Video: How does it look?

Black and White is presented in a 2.35:1 anamorphic widescreen transfer. This is a very sharp and well defined presentation, which seems to preserve the film’s unique visuals pretty well. The colors are very rich at times, sometimes too much so, but that is the intent here, so no complaints from the peanut gallery on this one. The level of detail is very good and I saw no problems with the source print, while compression flaws were never even a minimal presence. This is a terrific transfer and coming from Columbia/Tristar, I wouldn’t expect anything else.

Audio: How does it sound?

This is a hip hop based film and as such, the included Dolby Digital 5.1 track allows the music to surround the viewer. Again, I am not a real fan of this music, but it is well presented here and you can understand why such a focus is placed on it. The sound effects are more tame, but some surround use is still evident in the end, though I wish the track was more active overall. Aside from some hard to understand slang terms, the vocals come off well and show no signs of problems. This disc also includes a 2.0 surround track and optional English subtitles, which are always welcome.

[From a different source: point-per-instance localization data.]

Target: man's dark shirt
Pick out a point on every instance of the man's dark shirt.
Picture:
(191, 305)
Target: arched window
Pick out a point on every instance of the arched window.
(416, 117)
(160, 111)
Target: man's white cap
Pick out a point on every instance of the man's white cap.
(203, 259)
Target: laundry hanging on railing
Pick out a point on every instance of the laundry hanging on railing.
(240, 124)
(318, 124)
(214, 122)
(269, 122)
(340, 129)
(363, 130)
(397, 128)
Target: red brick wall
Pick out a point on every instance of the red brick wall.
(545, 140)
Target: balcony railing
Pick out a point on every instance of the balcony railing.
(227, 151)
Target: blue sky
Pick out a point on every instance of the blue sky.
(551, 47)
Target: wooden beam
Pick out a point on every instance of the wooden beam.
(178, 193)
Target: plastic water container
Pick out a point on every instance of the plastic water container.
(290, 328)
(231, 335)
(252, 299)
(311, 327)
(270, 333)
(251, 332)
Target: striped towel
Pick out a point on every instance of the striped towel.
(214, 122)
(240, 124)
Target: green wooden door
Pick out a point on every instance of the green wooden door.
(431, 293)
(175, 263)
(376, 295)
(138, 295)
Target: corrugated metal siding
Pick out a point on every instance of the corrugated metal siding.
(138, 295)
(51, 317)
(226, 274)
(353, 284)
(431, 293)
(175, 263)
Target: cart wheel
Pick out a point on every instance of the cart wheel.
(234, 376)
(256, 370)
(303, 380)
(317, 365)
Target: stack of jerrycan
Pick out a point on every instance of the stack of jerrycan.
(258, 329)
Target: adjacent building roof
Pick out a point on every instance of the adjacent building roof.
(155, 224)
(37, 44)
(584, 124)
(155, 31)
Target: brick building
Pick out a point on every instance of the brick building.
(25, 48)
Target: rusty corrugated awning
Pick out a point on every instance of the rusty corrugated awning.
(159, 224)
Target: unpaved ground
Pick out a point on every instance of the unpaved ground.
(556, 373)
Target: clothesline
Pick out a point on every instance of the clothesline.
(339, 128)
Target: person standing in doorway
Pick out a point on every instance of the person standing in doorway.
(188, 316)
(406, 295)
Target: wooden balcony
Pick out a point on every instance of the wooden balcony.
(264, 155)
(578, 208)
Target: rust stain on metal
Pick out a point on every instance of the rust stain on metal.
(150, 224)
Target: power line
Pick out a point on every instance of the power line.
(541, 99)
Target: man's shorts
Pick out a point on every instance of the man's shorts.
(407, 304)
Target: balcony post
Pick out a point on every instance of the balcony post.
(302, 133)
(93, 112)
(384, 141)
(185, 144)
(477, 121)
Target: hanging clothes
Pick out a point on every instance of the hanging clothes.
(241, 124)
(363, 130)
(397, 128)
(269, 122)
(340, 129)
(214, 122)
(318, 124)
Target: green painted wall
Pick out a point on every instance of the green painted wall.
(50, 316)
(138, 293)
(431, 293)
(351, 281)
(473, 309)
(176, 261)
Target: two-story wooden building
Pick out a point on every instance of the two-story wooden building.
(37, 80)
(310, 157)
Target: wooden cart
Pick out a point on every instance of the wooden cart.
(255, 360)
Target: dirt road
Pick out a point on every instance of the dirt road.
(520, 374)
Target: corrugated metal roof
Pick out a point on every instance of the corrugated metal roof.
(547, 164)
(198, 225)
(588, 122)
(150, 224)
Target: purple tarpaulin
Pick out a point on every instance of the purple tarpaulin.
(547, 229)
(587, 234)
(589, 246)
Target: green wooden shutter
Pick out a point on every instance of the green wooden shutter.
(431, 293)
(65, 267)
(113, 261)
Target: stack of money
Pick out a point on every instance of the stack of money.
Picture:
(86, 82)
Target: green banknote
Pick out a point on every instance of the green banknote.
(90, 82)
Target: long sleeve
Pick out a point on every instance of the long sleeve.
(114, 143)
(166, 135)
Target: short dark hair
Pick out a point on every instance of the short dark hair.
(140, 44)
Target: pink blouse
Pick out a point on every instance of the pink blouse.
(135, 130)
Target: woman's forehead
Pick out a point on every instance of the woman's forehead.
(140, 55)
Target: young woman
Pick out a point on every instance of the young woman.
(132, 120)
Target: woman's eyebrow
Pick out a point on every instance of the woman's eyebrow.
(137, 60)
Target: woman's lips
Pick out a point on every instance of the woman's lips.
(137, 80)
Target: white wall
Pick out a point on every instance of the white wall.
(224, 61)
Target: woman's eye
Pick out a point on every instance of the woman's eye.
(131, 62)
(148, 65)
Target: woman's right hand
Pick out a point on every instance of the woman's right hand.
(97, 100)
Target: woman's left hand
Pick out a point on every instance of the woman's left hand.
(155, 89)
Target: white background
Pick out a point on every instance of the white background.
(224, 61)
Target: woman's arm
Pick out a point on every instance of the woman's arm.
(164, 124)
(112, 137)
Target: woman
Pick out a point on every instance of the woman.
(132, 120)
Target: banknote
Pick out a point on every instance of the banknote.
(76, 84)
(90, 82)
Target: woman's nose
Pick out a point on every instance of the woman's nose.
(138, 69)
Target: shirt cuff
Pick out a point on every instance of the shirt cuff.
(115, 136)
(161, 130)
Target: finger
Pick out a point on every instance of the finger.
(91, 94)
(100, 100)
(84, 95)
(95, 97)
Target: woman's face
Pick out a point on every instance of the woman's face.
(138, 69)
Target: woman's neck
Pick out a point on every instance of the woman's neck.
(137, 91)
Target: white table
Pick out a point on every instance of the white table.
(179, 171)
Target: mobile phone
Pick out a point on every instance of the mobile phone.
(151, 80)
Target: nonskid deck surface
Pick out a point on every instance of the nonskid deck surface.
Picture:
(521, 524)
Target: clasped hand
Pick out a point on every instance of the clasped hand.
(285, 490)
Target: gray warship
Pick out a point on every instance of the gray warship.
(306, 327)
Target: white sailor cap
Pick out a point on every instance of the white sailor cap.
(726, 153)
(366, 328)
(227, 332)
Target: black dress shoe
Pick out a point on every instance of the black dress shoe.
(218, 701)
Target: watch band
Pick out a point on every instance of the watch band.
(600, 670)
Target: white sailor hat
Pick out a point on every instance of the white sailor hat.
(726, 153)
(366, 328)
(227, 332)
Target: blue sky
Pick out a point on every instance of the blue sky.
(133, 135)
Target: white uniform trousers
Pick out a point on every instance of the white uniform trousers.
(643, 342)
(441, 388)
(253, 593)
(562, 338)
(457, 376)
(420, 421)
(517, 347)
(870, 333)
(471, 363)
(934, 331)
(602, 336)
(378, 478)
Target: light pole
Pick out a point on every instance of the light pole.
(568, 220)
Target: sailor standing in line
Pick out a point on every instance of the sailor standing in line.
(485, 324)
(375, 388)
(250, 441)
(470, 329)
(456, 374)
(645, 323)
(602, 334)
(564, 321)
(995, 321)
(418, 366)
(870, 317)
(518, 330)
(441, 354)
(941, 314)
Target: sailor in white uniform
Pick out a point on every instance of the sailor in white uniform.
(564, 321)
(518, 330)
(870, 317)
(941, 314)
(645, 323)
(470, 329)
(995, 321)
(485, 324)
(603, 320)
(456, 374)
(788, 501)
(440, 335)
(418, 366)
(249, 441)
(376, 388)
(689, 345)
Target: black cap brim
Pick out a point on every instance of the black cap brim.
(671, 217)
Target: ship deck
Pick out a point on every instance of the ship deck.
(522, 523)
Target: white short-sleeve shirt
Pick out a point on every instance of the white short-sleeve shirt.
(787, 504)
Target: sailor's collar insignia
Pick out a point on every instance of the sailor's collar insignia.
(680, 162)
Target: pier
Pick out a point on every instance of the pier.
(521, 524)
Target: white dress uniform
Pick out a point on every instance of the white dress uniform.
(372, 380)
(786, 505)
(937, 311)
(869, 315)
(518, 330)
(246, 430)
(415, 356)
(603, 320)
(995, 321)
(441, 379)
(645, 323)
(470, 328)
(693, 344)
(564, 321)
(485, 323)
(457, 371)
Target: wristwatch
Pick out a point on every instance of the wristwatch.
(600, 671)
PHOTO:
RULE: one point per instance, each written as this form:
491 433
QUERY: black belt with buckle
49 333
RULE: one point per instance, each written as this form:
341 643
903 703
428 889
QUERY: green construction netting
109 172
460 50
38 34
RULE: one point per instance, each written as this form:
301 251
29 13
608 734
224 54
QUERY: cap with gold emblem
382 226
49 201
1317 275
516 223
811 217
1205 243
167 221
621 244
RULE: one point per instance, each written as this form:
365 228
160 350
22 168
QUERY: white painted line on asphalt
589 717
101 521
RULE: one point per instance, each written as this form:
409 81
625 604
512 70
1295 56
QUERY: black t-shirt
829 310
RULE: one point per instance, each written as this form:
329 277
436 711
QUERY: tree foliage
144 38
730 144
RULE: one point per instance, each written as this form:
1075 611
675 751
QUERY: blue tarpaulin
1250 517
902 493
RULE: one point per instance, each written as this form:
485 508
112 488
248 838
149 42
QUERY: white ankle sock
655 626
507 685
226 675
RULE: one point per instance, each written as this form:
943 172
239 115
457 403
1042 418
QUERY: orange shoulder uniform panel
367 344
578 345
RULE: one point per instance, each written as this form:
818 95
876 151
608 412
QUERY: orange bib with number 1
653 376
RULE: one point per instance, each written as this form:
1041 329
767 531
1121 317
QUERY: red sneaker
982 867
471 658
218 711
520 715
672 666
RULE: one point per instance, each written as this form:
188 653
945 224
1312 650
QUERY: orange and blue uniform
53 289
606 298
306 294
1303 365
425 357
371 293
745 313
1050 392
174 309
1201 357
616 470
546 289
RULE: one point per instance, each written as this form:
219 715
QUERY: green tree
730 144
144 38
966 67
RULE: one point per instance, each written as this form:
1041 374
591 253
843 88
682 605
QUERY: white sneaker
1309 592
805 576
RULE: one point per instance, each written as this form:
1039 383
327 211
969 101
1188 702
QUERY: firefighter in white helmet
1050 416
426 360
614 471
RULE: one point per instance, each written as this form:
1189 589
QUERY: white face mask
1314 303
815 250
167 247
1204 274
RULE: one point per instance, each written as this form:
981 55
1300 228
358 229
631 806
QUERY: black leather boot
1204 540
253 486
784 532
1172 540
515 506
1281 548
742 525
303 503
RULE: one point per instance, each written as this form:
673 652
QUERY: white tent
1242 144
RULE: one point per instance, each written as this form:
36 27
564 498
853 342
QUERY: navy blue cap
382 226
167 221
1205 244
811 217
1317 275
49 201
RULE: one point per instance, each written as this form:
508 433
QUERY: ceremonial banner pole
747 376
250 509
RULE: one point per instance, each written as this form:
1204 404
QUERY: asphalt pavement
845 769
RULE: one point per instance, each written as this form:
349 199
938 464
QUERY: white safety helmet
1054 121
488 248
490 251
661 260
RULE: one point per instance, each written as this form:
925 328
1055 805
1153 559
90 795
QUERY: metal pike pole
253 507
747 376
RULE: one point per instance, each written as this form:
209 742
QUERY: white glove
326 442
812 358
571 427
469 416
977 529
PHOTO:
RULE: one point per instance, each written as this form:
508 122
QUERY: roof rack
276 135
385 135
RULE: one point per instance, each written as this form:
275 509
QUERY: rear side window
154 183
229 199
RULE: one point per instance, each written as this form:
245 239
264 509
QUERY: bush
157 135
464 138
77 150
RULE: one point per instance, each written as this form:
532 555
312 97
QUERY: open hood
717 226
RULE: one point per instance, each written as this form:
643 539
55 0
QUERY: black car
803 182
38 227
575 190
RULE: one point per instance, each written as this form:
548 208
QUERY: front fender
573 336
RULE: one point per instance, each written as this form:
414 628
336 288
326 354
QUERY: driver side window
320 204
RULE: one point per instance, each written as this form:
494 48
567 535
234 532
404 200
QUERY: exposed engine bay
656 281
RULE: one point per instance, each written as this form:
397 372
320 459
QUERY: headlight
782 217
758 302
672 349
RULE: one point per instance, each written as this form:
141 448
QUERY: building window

Supplements: What are the extras?

This disc has a lot of supplements included, such as an audio commentary track with director James Toback. Toback has a lot to say about the film’s production, but also the messages within the picture, which means a nice scope is offered here. I am not one of Toback’s most ardent supporters, so I didn’t expect much from this track, but I was pleased with it in the end. You also get some talent files, an isolated musical score, a series of video interviews with Toback, a couple music videos, and the film’s theatrical trailer. The real deal though comes from the deleted scenes, where we can see an alternate take on the Tyson vs. Downey, Jr. sequence, which is bound to please us all. Another deleted scene is also included, but who cares? Ok, I do, but it just doesn’t measure up to “Iron” Mike’s presence.